The sellsword hesitated. Her own horse was dancing beneath her, showing the whites of its eyes. "The only other path I know of would take us close to settled lands."
"We don't have a choice." The cloud had reached the valley floor. A young sapling that had been shivering in the breeze suddenly twisted as if in a terrible wind and went rigid. She looked to Silva and nodded once. "Lead on. There's no time to wait."
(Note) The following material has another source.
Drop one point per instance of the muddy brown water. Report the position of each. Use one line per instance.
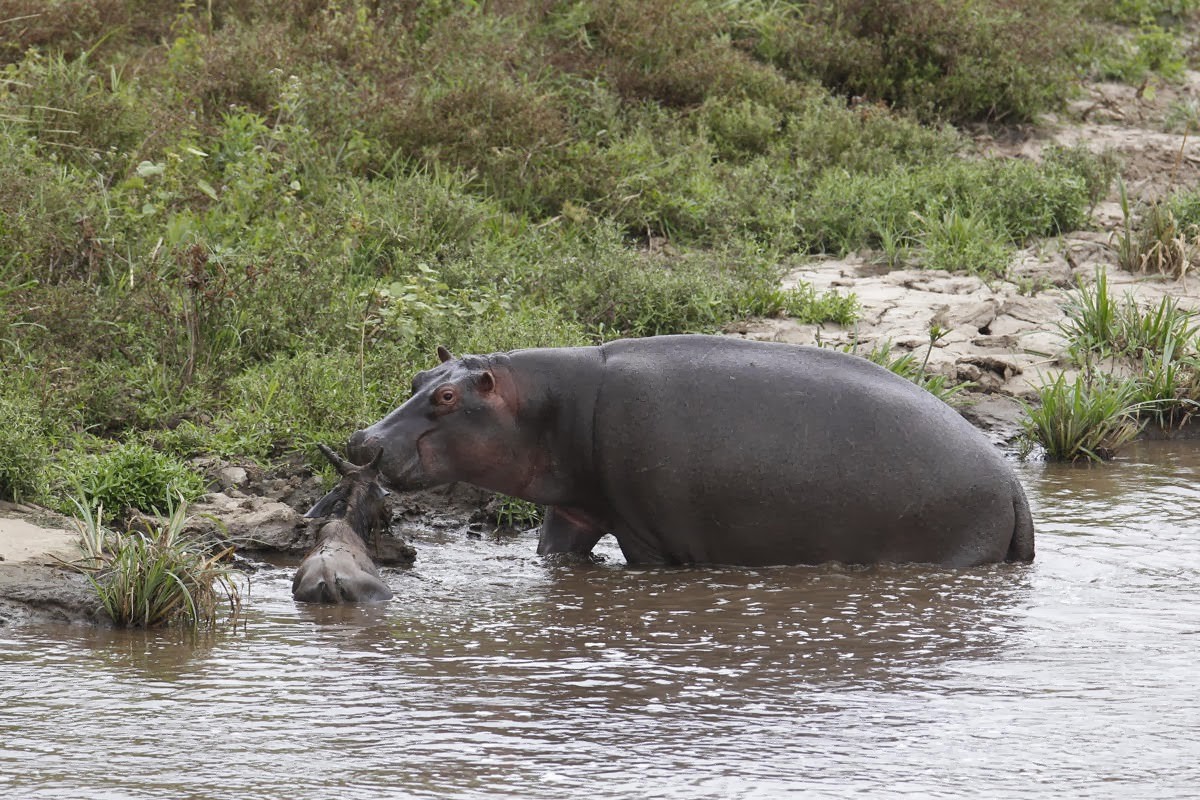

Flicking her reins, Silva urged her horse across the upper edge of the valley. In a line, the rest of the party followed. By the time they diverted away from the meadow, the tempest had crept up the slope toward them, a silent, heavy mass trailed listlessly at their heels as they left it far behind.
CHAPTER FIVE
Silva called a halt early that night, while there was still light in the sky. The tempest had carved a swath straight across the path they had meant to travel, forcing them into a warren of overlapping roads thronged with cars, shimmering with the oily evidence of the curse. This path was nearly as dangerous as the one they'd fled, and harder to navigate. Silva frequently called a halt while she found her bearings before she eventually helped Wright fill in the blank spaces on the map, so she could consult it more easily. Stopping early was a necessity more than a relief; all four travelers were exhausted.
They settled on
a hilltop sheared into a rocky cliff, with a view over the treetops to the west. Far in the distance, the high towers of a godsruin jutted up against the horizon. The curse was so strong in the ancient city that Wright could see its distortion against the skyline from miles away. It had been two centuries before anyone had been able to venture into those distant metropolises. They were nothing but poison now. The sun sank towards it as the party made camp under its distant and ominous silhouette.
A fire was too great a risk on unknown territory, so they sat in a close circle gnawing on dried meat and trying to ignore the growing chill. A meager and unfulfilling meal. It wasn't long before Kai muttered, "Sod this," under her breath, and pulled a metal canister out of her saddle bag.
Wright stared with open horror. "Godsfood? You can't be serious."
Kai shrugged. "They were cheap. The vender cracked one open and ate from it to prove they weren't tainted." Kai inspected it for rust before cracking it open with her knife to reveal slimy pale-yellow stalks of corn swimming in liquid.
"That looks vile," Silva commented.
Kai shrugged, swallowing a stalk with a grotesque slurp. "If it's good enough for the gods, it's good enough for me." When she held the can out towards Preston, he eyed it suspiciously—and then accepted it, along with Kai's knife, skewering a piece of corn to carefully bite into it.
Kai's grin widened. "See? The alchemist isn't afraid of a little curse."
"I'd find my job rather impossible if I was."
"Is that how you earned that rather impressive scar?"
Wright shot Kai a warning look—dying gods, didn't she know better than to ask after a person's curse marks?—but Preston just smiled ruefully. "I may have spent much of my life with my nose in ancient texts, ser, but those books are not easy to come by. I and others in my order would often journey into the godsruins in search of new material."